A newly established biotech organization in Seattle has secured $75 million in funding to investigate "DNA typewriters," innovative self-monitoring cells that could revolutionize our understanding of biology. This collaborative effort involves the University of Washington, the Chan-Zuckerberg Initiative, and the Allen Institute.
Named the Seattle Hub for Synthetic Biology, this initiative merges the expertise of two well-funded research organizations with UW Medicine, as described by Jay Shendure, the project's scientific lead. He refers to the effort as "a new model of collaboration."
The Hub—distinct from the HUB, or Husky Union Building on UW’s campus—aims to bridge the gap between theoretical academic research and practical commercial development. The $75 million funding is allocated for five years, with a renewal option thereafter.
“There’s no strict roadmap, and we’re not claiming we will create a billion-dollar company at the end of this,” Shendure explained in an interview. “What we’re attempting is by no means guaranteed to succeed — and it wouldn’t be as engaging if it was. However, we believe we see a plausible path forward, and I hope that after five years, many will be employing this technology.”
The technology at the center of this research can be likened to a "smartwatch for cells.” Instead of imagining a red blood cell adorned with an Apple Watch, picture it keeping a journal.
“Biology occurs out of sight and over time,” Shendure noted. “Consider how we typically measure changes in biological systems. With microscopy or even just our eyes, we observe the system but are limited in our perspective. Even when we analyze tissue samples, we're capturing a snapshot of one moment. To understand the ongoing experiences of a cell over time, we need a different approach.”
Current single-cell monitoring techniques often require removing the cell from its environment or using invasive methods, like microelectrodes. However, cells come equipped with an inherent recording mechanism: DNA. Recent advancements suggest that DNA and its related structures can serve as a medium for storing diverse information.
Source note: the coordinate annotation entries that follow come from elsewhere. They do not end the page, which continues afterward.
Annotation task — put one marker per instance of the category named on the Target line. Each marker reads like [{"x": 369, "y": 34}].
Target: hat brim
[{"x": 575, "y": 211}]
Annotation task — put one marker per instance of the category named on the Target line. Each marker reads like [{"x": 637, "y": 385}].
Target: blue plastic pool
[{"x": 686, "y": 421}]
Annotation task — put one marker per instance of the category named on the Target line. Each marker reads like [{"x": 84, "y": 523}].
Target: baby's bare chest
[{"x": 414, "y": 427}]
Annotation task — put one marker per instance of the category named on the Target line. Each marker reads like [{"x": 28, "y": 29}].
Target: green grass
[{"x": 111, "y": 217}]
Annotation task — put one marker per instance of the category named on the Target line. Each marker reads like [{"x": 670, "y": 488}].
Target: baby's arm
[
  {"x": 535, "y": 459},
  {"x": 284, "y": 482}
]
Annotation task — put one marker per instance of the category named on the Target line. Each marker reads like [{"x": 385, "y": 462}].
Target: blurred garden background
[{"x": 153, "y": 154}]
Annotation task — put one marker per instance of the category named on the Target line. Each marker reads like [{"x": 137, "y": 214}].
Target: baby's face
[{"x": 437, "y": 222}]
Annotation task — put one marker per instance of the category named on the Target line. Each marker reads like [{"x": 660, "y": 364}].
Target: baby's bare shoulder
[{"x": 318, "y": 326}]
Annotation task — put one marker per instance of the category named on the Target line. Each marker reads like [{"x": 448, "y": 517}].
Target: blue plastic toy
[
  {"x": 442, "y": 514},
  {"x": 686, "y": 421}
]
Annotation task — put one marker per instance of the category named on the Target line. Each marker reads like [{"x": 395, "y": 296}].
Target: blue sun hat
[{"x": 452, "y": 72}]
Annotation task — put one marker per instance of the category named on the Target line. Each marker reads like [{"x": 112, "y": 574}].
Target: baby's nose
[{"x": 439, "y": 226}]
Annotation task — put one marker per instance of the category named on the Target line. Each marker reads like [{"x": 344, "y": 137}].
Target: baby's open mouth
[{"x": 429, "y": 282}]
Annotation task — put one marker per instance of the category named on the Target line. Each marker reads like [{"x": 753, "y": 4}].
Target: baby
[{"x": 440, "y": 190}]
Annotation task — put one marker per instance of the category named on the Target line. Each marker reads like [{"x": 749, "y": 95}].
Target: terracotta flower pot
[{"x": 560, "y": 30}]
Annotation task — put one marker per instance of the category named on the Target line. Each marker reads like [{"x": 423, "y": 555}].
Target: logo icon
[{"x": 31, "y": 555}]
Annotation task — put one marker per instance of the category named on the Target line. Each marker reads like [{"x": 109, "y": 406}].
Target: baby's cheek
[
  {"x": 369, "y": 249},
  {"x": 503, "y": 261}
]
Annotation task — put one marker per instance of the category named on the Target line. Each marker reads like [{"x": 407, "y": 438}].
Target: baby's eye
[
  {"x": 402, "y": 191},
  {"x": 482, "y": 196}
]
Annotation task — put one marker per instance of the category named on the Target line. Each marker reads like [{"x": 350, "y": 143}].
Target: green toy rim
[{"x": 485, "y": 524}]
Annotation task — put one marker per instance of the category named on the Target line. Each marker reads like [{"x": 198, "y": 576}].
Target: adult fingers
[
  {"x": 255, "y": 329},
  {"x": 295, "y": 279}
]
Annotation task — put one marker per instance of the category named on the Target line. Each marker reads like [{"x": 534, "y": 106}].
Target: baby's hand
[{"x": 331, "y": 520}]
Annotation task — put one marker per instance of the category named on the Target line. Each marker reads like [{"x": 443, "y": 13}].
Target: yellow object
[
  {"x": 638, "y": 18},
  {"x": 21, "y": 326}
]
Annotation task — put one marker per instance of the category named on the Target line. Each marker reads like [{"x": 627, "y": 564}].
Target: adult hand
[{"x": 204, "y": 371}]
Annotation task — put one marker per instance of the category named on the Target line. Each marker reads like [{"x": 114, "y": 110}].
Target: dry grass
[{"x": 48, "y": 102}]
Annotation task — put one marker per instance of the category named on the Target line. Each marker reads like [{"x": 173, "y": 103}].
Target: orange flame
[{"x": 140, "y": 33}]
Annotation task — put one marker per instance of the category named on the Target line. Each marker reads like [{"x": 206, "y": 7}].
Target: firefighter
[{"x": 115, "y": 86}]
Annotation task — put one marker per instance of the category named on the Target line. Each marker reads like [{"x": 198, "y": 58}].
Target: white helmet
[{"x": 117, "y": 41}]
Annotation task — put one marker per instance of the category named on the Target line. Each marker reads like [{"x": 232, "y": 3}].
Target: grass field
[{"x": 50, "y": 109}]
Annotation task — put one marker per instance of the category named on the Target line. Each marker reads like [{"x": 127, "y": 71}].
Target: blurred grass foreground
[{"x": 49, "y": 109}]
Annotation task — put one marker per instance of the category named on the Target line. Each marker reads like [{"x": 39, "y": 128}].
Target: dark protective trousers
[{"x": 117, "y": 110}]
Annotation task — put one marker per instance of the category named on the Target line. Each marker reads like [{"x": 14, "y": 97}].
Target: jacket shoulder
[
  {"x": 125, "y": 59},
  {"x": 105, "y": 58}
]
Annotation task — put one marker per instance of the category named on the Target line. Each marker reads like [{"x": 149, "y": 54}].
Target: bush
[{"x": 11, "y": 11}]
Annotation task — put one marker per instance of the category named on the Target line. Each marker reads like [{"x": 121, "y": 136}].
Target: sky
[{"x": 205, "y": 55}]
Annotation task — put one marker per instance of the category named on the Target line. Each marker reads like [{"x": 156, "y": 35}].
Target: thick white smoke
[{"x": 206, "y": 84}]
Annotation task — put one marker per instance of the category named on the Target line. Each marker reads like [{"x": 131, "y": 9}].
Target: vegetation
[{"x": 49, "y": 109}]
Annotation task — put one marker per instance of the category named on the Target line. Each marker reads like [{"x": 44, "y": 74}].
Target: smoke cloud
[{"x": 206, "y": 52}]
“The genome essentially functions as a digital entity, with A, G, T, C representing data much like 1s and 0s,” Shendure explained. “This makes it feasible to record information over time similarly to how you would with a typewriter. Though we haven’t fully realized this potential yet, our goal is to advance this concept.”
At present, the technology, while still in its early stages, shows significant promise. Shendure compared the initial version to “a monkey at a typewriter,” suggesting that early attempts were random. Now, researchers can make certain biological conditions affect which keys are pressed, hinting at future developments where that vocabulary could expand considerably.
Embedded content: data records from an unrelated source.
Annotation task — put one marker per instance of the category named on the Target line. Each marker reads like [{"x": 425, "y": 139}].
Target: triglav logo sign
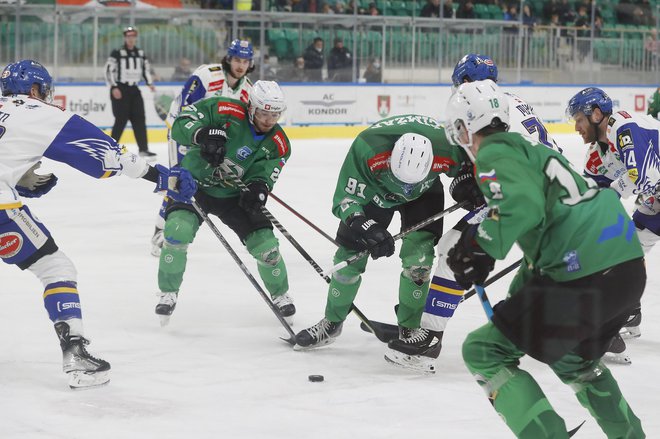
[{"x": 327, "y": 106}]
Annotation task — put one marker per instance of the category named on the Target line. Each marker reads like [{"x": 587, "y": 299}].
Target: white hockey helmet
[
  {"x": 474, "y": 106},
  {"x": 266, "y": 96},
  {"x": 412, "y": 158}
]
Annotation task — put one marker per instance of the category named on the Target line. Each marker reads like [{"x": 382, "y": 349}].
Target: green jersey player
[
  {"x": 582, "y": 273},
  {"x": 392, "y": 166},
  {"x": 248, "y": 139}
]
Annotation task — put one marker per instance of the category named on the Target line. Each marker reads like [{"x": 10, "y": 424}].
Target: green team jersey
[
  {"x": 252, "y": 156},
  {"x": 566, "y": 227},
  {"x": 365, "y": 175}
]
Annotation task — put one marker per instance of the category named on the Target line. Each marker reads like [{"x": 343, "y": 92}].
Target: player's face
[
  {"x": 584, "y": 128},
  {"x": 239, "y": 66},
  {"x": 264, "y": 120}
]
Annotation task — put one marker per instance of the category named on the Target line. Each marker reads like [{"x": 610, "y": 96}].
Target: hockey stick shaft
[
  {"x": 305, "y": 220},
  {"x": 298, "y": 247},
  {"x": 396, "y": 237},
  {"x": 245, "y": 270}
]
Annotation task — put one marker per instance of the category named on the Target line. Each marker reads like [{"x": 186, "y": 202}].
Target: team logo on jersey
[
  {"x": 572, "y": 261},
  {"x": 243, "y": 153},
  {"x": 10, "y": 244},
  {"x": 625, "y": 139}
]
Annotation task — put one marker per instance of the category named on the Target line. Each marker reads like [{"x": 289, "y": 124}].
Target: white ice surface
[{"x": 219, "y": 370}]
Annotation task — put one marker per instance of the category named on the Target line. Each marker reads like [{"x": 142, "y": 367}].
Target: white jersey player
[
  {"x": 444, "y": 292},
  {"x": 24, "y": 240},
  {"x": 228, "y": 79},
  {"x": 622, "y": 155}
]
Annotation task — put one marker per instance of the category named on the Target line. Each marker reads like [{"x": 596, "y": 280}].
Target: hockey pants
[{"x": 520, "y": 402}]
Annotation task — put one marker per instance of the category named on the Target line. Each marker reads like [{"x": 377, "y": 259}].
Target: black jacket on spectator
[{"x": 314, "y": 63}]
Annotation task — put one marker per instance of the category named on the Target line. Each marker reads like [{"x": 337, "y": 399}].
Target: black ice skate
[
  {"x": 285, "y": 306},
  {"x": 83, "y": 369},
  {"x": 415, "y": 349},
  {"x": 616, "y": 352},
  {"x": 321, "y": 334},
  {"x": 165, "y": 307},
  {"x": 631, "y": 327}
]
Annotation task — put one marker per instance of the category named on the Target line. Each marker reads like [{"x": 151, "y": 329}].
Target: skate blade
[
  {"x": 326, "y": 342},
  {"x": 410, "y": 362},
  {"x": 629, "y": 333},
  {"x": 81, "y": 380},
  {"x": 613, "y": 358}
]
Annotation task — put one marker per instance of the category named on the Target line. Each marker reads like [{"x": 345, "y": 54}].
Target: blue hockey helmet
[
  {"x": 474, "y": 67},
  {"x": 586, "y": 100},
  {"x": 240, "y": 49},
  {"x": 18, "y": 78}
]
Despite the challenges, the successful early phases indicate that this venture relies on methodical research and engineering efforts—not mere luck. A system capable of "typing" under specific conditions could profoundly influence biological research and applications.
One early application demonstrated the ability to trace individual cell lineages, showcasing the potential of this breakthrough technology.
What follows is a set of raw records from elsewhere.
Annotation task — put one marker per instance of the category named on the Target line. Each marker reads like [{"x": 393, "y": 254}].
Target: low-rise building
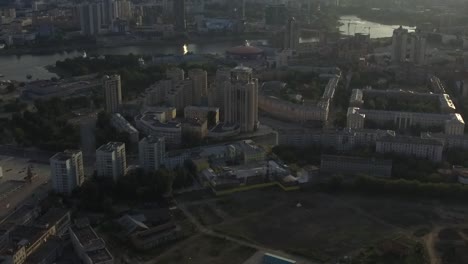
[
  {"x": 194, "y": 128},
  {"x": 411, "y": 146},
  {"x": 88, "y": 245},
  {"x": 202, "y": 113},
  {"x": 331, "y": 164},
  {"x": 155, "y": 124}
]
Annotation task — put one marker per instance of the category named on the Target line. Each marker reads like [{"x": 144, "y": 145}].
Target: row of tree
[{"x": 100, "y": 195}]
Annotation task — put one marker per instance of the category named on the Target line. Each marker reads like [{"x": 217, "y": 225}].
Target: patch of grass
[
  {"x": 205, "y": 214},
  {"x": 420, "y": 232}
]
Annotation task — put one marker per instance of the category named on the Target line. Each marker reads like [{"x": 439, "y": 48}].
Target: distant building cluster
[
  {"x": 270, "y": 103},
  {"x": 452, "y": 123}
]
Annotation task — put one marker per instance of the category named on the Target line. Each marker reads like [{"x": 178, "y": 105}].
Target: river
[{"x": 16, "y": 67}]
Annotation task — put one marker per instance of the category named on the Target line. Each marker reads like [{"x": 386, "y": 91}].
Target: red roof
[{"x": 245, "y": 50}]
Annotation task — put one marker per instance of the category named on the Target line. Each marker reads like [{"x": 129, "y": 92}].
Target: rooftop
[
  {"x": 111, "y": 146},
  {"x": 85, "y": 234},
  {"x": 411, "y": 140},
  {"x": 52, "y": 216},
  {"x": 100, "y": 256},
  {"x": 335, "y": 158},
  {"x": 63, "y": 156},
  {"x": 245, "y": 50}
]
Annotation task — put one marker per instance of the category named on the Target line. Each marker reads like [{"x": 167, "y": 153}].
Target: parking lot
[{"x": 13, "y": 186}]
“There’s remarkable reliability in using DNA as a medium,” Shendure emphasized. “Records created are passed on faithfully to future generations of cells. Additionally, all the necessary components are generated by the cell itself, which simplifies the process."
This initiative serves as a powerful case study in collaborative research across disciplines and institutions. The Allen Institute, UW, and various projects funded by the Chan-Zuckerberg Initiative are working together to tackle the shared challenge of gaining deeper biological insights using digital tools like AI and big data.
Seattle has emerged as a vibrant hub for biotech and AI. The collaboration is already fostering interdisciplinary interactions, and plans are in motion to establish a more formal workspace.
While the technology is still evolving, there are clear, attainable objectives ahead. Notable goals include developing “recorder cells and recorder mice”—biological systems equipped with self-recording capabilities that researchers can interpret, presenting their own set of challenges.
This endeavor will also leverage AI to enhance data interpretation from these self-recording systems, facilitating advances in protein design and cellular functions. As one biotech startup founder aptly described it, this methodology can seem like “an alien programming language" that AI models can surprisingly decode, with UW’s Baker Lab, an authority on protein design, joining the collaborative effort.
However, Shendure cautioned that the field is still data-limited. While we possess substantial information from microscopy and genomic data, a live journal that a cell writes about its activities would provide invaluable insights into biological processes as they unfold.
Although major announcements or publications may take time, all participating organizations are committed to keeping this initiative open, ensuring findings are shared broadly within the scientific community to advance laboratory research worldwide.
If, along the way, they create commercial value, as Shendure acknowledged, that outcome would be seen as an added bonus.